After canceling a trip to Poland to stay stateside to oversee the federal government’s response to an approaching hurricane, President Donald Trump took time out to golf and to send a thinly veiled warning to his ousted Oval Office gatekeeper.

The president, on Saturday morning, was flown on Marine One from Camp David in Maryland to his Trump National Golf Club in Sterling, Virginia.
 
Camp David has a driving range and a single golf hole with multiple tees, but the president, keeping to his weekend routine when the weather is fair, chose to head to the nearest of his private 18-hole courses.

Before departing the presidential retreat, which he rarely has used, Trump dispatched a blizzard of tweets – at a rate of nearly one per minute over an hour – on his personal @realDonaldTrump account.

Some of his tweets referenced Hurricane Dorian, a Category 4 storm poised to damage the southeastern U.S. coast, with Trump noting it could pose more of a threat to South Carolina and Georgia than the original forecast of landfall in Florida.

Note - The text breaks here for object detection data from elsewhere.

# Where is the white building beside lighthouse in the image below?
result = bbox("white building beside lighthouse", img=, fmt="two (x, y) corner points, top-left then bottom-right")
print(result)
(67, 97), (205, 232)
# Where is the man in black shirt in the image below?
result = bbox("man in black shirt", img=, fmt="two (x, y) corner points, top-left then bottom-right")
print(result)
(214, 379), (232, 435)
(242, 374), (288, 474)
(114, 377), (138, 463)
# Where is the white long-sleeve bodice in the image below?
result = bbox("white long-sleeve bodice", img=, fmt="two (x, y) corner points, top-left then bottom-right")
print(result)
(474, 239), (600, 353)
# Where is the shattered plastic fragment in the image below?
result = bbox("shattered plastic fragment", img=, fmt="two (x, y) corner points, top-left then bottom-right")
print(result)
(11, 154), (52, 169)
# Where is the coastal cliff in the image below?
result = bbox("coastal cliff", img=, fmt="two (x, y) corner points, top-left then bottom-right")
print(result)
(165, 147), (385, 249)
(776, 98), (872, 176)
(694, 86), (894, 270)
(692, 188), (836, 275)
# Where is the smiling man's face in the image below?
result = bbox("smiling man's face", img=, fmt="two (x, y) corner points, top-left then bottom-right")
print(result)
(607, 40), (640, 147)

Looking like our great South Carolina could get hit MUCH harder than first thought. Georgia and North Carolina also. It’s moving around and very hard to predict, except that it is one of the biggest and strongest (and really wide) that we have seen in decades. Be safe!

— Donald J. Trump (@realDonaldTrump) August 31, 2019

“He’s being briefed every hour” about the hurricane, according to White House press secretary Stephanie Grisham.

Amid continuing questions about why Trump postponed his trip to Poland for a hurricane that is not expected to hit any of the United States until after the time the president would have returned from Europe, Grisham said, “Obviously, being here domestically is better. … We’re more nimble and all his agencies are here.” 

After time at his golf course, Trump was to receive another briefing, back at Camp David, about the hurricane.

On Sunday, Trump is scheduled to return to the White House and then visit the headquarters of the Federal Emergency Management Agency in downtown Washington.

FILE – President Donald Trump’s personal secretary Madeleine Westerhout stands outside the Oval Office of the White House in Washington, April 2, 2018.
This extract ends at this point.